The addition of SPECT-CT to PBS increases the overall cost of image acquisition as two imaging modalities are used. SPECT-CT costs 1.5 times that of PBS [16]. Additional time is needed for acquisition of the SPECT-CT image and additional manpower hours are required to review and compare both images. However, it is likely that the increased costs are offset by a more accurate diagnosis, reducing time to treatment and patient anxiety from an unknown diagnosis. Radiation dose is increased with the addition of SPECT-CT, from 3 to 5 mSv [16]. SPECT-CT alone may not be sufficient in some cases for precise localisation of bony lesions; further correlation with MRI may also be required [17]. Despite imaging with PBS and SPECT-CT in our study, one rib lesion was still described as indeterminate. Conversely, separate imaging modalities are not required for all patients, necessitating correct identification of those patients in whom both imaging modalities are needed to influence patient care and outcome [10].

By confirming or excluding the presence of skeletal metastasis in prostate cancer patients, SPECT-CT also has implications on treatment plan, quality of life and overall patient survival. Earlier detection of metastatic disease will result in earlier initiation of hormonal treatment, or palliative radiotherapy for painful bone metastases. An earlier and more definitive diagnosis of skeletal metastases can also alleviate patient anxiety that may result from an inconclusive PBS.

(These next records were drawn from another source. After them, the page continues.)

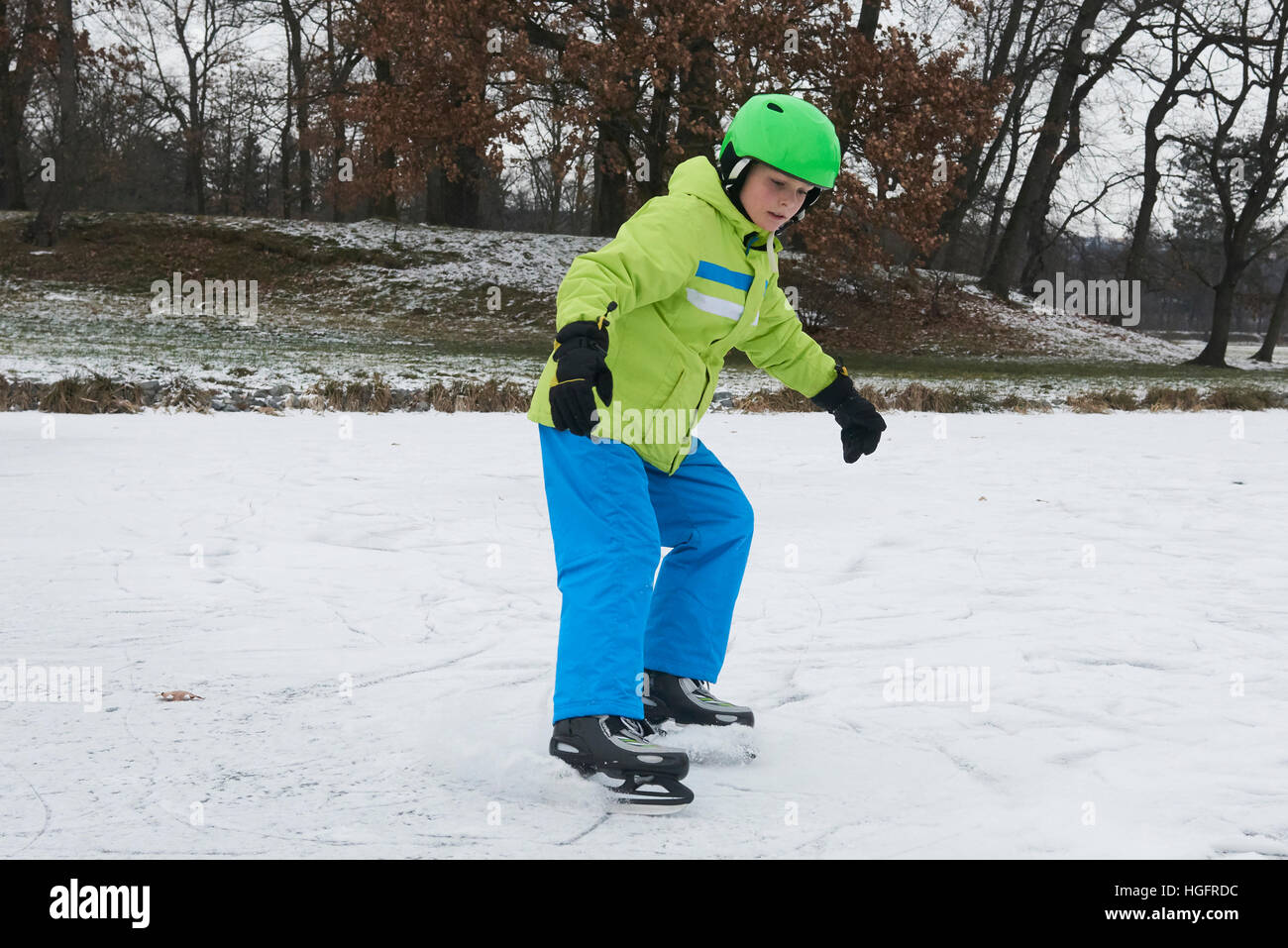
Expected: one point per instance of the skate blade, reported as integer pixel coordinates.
(644, 794)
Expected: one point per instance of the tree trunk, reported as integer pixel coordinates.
(612, 143)
(436, 183)
(870, 14)
(1223, 308)
(1276, 322)
(44, 230)
(338, 142)
(698, 98)
(1029, 202)
(386, 205)
(462, 197)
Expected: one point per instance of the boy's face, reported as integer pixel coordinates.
(772, 197)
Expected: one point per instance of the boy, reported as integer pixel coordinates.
(645, 324)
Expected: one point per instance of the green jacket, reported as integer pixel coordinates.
(692, 278)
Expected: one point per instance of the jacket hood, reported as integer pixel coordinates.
(698, 176)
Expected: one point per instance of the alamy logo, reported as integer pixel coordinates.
(101, 901)
(1091, 296)
(947, 685)
(644, 425)
(213, 298)
(53, 683)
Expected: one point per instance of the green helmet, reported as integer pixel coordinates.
(785, 133)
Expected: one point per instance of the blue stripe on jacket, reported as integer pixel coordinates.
(722, 274)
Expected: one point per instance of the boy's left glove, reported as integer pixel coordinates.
(580, 351)
(861, 423)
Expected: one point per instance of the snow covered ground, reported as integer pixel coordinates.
(368, 607)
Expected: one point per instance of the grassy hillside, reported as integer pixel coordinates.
(416, 307)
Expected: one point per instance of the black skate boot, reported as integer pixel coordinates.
(687, 700)
(621, 753)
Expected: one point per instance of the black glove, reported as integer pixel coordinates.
(861, 424)
(580, 351)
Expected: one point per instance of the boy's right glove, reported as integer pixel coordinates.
(580, 351)
(861, 424)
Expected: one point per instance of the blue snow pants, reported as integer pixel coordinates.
(610, 511)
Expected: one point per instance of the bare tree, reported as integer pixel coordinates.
(206, 35)
(1245, 171)
(43, 231)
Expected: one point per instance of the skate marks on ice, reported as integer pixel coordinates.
(1112, 685)
(711, 746)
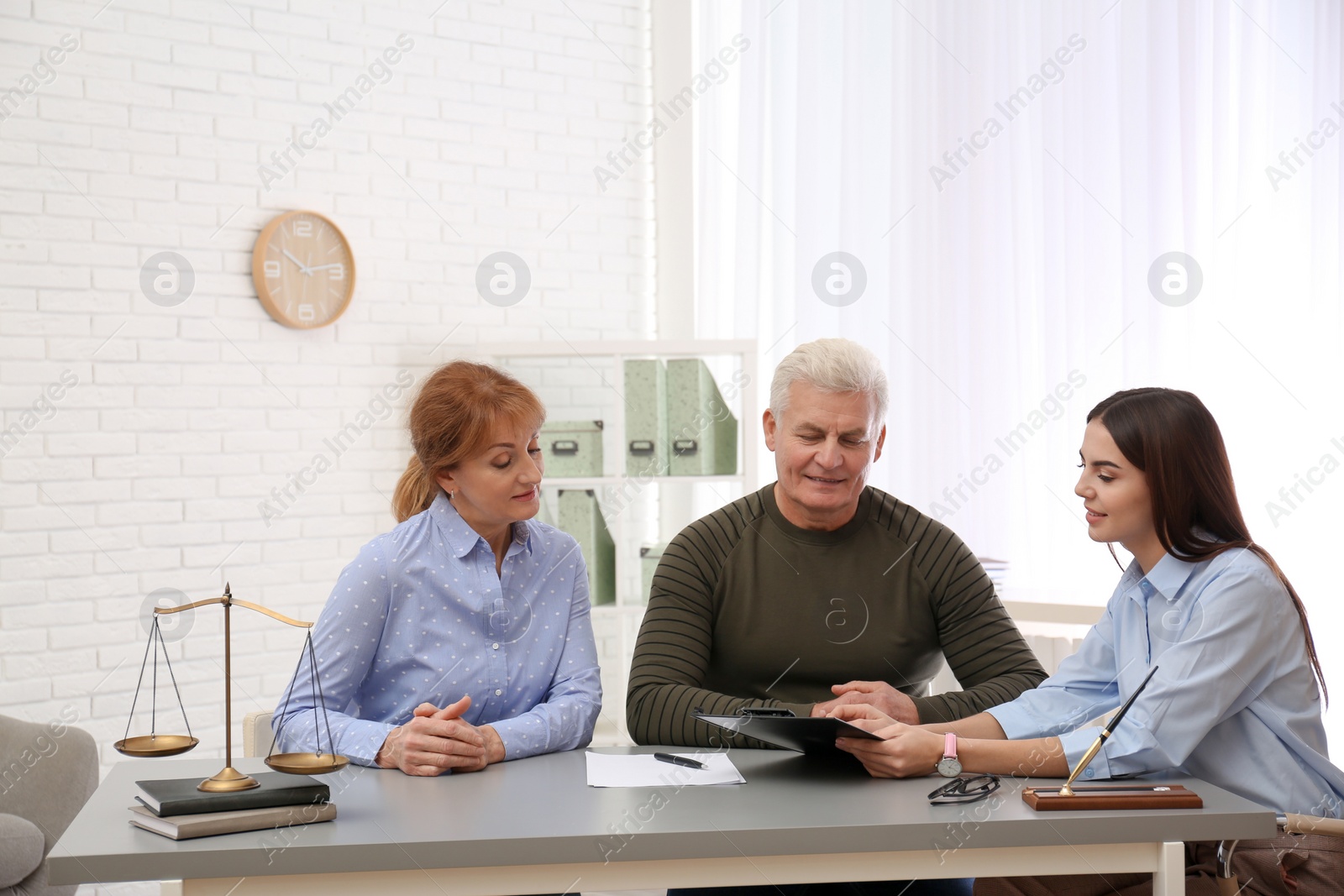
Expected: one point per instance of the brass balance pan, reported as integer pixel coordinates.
(155, 745)
(307, 763)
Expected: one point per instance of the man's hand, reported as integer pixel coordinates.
(860, 715)
(905, 752)
(437, 741)
(875, 694)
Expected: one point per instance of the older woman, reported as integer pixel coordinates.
(463, 637)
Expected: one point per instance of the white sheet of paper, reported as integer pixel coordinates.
(643, 770)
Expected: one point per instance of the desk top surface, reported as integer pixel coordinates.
(541, 810)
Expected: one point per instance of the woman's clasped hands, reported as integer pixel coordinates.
(437, 741)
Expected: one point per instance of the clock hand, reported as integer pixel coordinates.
(302, 269)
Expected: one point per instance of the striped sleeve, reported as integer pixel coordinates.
(979, 638)
(672, 652)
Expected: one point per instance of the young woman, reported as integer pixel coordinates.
(463, 637)
(1236, 698)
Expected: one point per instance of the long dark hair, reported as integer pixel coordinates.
(1173, 438)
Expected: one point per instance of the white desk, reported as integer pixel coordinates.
(535, 826)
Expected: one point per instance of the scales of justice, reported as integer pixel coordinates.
(228, 779)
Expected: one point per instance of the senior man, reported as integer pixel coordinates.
(819, 590)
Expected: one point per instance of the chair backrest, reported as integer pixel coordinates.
(257, 734)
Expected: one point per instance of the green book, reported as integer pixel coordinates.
(645, 418)
(702, 432)
(581, 517)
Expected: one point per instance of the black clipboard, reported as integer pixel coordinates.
(801, 734)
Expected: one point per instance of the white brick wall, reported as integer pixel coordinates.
(147, 473)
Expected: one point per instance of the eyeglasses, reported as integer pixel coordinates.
(964, 790)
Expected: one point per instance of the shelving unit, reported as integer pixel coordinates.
(585, 380)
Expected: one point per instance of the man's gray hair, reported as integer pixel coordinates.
(831, 365)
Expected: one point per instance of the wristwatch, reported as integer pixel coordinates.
(949, 766)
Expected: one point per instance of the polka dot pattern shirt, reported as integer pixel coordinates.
(423, 617)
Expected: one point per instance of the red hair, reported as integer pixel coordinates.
(454, 419)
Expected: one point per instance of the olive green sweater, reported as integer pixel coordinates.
(749, 610)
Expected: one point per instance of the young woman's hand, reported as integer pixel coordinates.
(437, 741)
(905, 752)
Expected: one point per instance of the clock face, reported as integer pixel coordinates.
(304, 270)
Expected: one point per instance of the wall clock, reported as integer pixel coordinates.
(304, 270)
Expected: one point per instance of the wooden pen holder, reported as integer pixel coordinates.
(1112, 797)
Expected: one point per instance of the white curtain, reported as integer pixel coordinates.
(1007, 175)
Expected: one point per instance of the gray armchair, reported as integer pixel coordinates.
(47, 773)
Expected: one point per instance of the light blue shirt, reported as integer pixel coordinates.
(1233, 703)
(423, 617)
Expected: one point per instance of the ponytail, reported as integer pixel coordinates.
(450, 421)
(416, 490)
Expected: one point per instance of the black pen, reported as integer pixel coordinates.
(679, 761)
(1092, 752)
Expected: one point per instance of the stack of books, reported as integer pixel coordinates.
(176, 809)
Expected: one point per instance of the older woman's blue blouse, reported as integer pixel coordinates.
(423, 617)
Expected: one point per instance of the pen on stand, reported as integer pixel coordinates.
(1105, 732)
(679, 761)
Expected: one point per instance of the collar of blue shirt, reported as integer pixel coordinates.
(1167, 578)
(460, 537)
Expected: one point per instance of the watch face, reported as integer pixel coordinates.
(304, 270)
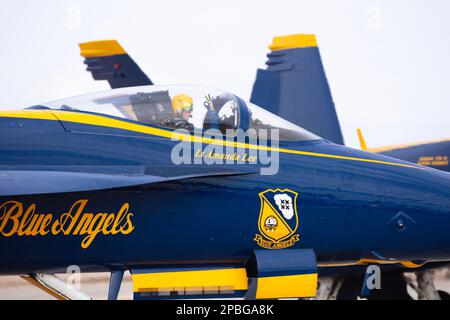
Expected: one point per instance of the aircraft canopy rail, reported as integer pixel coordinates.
(184, 107)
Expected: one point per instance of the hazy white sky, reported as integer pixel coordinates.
(387, 62)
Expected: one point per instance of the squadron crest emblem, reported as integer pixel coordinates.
(278, 219)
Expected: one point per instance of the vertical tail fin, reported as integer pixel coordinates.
(295, 87)
(362, 141)
(107, 60)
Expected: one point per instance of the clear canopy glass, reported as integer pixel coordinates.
(183, 107)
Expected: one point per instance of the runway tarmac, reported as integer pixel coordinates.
(96, 285)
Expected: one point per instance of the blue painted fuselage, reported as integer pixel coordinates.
(347, 209)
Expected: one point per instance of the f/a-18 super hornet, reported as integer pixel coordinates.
(201, 194)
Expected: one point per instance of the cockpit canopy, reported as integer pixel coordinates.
(183, 107)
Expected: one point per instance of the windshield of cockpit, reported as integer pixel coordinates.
(174, 107)
(185, 107)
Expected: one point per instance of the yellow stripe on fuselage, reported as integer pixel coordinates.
(98, 120)
(230, 279)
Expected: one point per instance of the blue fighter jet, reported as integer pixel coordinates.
(201, 194)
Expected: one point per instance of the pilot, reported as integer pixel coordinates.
(182, 105)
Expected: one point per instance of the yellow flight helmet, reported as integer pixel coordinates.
(182, 102)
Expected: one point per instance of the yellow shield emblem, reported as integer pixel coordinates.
(278, 219)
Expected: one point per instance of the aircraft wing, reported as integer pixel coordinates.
(294, 86)
(15, 182)
(434, 154)
(107, 60)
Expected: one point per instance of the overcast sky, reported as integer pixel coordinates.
(387, 62)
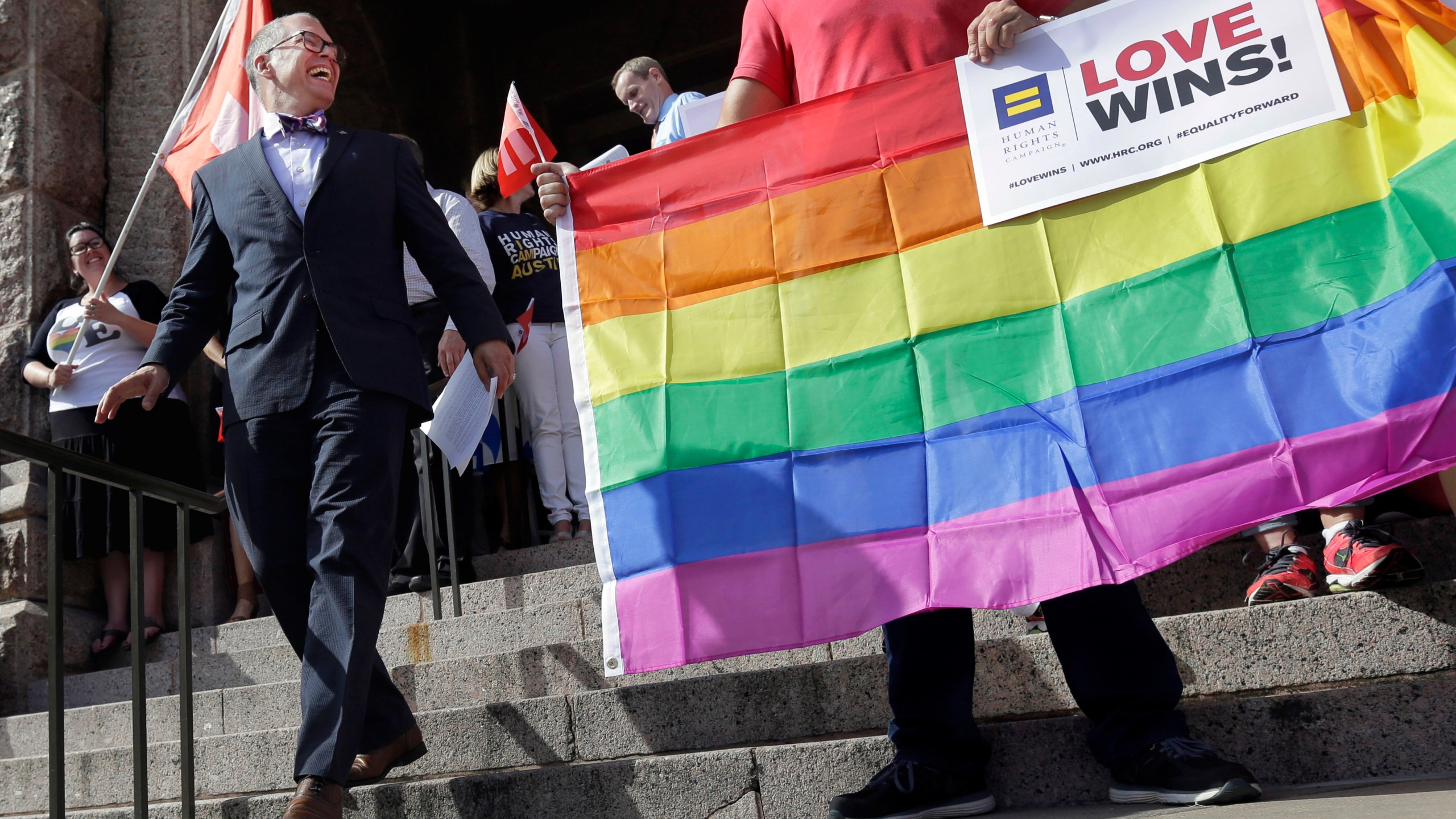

This is a single-centre, retrospective analysis of 54 patients over a 2-year period, and so is liable to selection and recall bias. However, each PBS and SPECT-CT image was reviewed by two independent radiologists; supporting the validity of our results. Histopathological evaluation of bony lesions was not performed, as is standard practice; skeletal metastasis was identified by radiologic studies alone and subsequent clinical course. Our study was limited to prostate cancer patients, excluding those with metastatic disease from other primary cancers.

Conclusion

This initial report of the Irish experience of the use of PBS in conjunction with SPECT-CT has found that SPECT-CT improves the diagnostic accuracy of PBS in detecting skeletal metastasis from prostate cancer, and is superior to PBS alone in differentiating benign from malignant lesions. Notwithstanding the associated increased radiation dose and resource implications; including available facilities, specialist manpower hours, and costs; we now recommend the judicious use of SPECT-CT in conjunction with PBS for targeted evaluation of suspicious areas of radiotracer uptake in this cohort of patients.